The cost of shipping goods through the Red Sea is rising as Yemen’s Houthi revolutionaries step up attacks on ships bounded to the Zionist entity, Reuters news agency reported citing industry sources.
Yemeni Navy on Tuesday hit a Norwegian commercial tanker heading for the Zionist entity with a missile in their latest protest against Israeli aggression on Gaza.
Around 23,000 ships pass through the narrow Bab Al-Mandab Strait connecting the Red Sea and the Gulf of Aden, which “eases targeting and attack options”, Reuters quoted Duncan Potts, a former vice admiral with Britain’s Royal Navy and a previous maritime security commander in the Gulf.
“These attacks have the potential to become far more of a global strategic economic threat than simply a regional geopolitical one,” added Potts, who is now a Director with Universal Defense and Security Solutions consultancy.

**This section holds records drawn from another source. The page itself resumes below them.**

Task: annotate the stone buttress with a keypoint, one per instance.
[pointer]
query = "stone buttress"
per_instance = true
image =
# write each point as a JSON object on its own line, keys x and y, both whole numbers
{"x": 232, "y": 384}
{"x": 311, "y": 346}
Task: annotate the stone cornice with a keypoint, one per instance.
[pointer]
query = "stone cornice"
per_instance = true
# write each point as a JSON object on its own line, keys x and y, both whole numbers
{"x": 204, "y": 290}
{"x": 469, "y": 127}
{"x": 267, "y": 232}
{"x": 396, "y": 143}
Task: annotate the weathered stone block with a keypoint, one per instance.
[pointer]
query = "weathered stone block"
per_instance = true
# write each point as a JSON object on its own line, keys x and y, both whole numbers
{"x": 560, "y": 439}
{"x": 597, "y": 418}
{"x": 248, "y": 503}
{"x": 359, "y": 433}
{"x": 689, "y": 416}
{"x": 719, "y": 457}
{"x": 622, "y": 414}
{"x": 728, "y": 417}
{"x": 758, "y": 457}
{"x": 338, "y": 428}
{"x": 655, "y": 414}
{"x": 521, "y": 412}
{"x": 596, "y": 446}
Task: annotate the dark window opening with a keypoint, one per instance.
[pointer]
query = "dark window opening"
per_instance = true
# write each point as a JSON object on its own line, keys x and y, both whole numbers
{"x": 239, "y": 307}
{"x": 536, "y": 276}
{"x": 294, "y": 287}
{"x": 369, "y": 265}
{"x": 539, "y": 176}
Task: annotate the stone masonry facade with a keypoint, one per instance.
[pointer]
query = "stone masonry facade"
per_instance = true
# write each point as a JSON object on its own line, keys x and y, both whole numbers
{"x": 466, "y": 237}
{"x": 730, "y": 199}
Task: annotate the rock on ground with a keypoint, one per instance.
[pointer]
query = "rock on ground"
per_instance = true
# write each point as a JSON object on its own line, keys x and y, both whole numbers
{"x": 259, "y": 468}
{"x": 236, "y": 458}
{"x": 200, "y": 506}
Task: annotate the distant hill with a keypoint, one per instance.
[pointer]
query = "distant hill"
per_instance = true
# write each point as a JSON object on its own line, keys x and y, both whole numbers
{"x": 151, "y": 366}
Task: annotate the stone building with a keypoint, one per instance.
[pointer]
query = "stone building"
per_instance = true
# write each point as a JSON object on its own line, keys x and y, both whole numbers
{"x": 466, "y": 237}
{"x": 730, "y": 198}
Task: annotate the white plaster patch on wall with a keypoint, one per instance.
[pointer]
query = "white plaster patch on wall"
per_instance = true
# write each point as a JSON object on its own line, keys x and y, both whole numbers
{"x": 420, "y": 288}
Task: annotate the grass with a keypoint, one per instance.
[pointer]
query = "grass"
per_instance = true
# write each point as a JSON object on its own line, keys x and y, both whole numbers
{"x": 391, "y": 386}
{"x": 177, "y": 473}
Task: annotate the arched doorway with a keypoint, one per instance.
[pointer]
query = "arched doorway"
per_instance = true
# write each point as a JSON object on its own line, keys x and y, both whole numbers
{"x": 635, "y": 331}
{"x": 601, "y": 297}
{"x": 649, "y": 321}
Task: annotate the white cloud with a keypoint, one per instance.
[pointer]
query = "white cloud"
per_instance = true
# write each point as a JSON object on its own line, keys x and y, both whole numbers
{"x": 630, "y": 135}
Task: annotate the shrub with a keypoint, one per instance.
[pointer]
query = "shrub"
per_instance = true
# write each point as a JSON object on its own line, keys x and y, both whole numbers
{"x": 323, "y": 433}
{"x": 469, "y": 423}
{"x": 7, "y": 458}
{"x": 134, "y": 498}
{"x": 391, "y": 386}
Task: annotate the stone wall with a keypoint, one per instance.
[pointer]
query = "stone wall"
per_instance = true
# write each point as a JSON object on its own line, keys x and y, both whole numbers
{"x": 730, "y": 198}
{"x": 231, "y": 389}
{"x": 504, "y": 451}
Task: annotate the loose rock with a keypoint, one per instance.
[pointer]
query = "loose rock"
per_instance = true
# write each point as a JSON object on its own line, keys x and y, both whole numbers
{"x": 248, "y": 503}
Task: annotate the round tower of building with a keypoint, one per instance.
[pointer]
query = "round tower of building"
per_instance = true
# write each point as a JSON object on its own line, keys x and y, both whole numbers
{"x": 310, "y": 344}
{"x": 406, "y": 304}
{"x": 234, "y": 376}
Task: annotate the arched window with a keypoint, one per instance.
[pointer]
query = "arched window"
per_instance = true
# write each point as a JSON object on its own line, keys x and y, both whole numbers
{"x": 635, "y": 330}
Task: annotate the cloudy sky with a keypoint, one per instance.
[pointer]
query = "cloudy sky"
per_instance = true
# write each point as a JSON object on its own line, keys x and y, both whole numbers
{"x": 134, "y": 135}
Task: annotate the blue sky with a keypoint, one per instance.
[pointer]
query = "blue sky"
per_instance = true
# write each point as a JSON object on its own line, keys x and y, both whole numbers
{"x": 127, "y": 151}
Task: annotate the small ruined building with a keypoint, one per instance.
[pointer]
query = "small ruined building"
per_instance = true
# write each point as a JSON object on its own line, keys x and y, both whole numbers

The London insurance market has listed the southern Red Sea among its high risk areas and ships need to notify their insurers when sailing through such areas and also pay an additional premium typically for a seven-day cover period.
War risk premiums have risen this week to between 0.1 per cent-0.15 per cent to 0.2 per cent of the value of a ship, from 0.07 per cent last week, according to market estimates on Tuesday. While various discounts would be applied, this still translates into tens of thousands of dollars of additional costs for a seven-day voyage.
“The latest incident represents a further degree of instability facing commercial operators within the Red Sea which is likely to continue to see heightened rates across the short to medium term,” said Munro Anderson, head of operations at marine war risk specialist, Vessel Protect, part of insurer Pen Underwriting.
Average daily rates for super-tankers, which can carry a maximum of 2 million barrels of crude, have risen to over $60,000 a day versus around $40,000 a day last month, according to estimates from shipbroker, Braemar.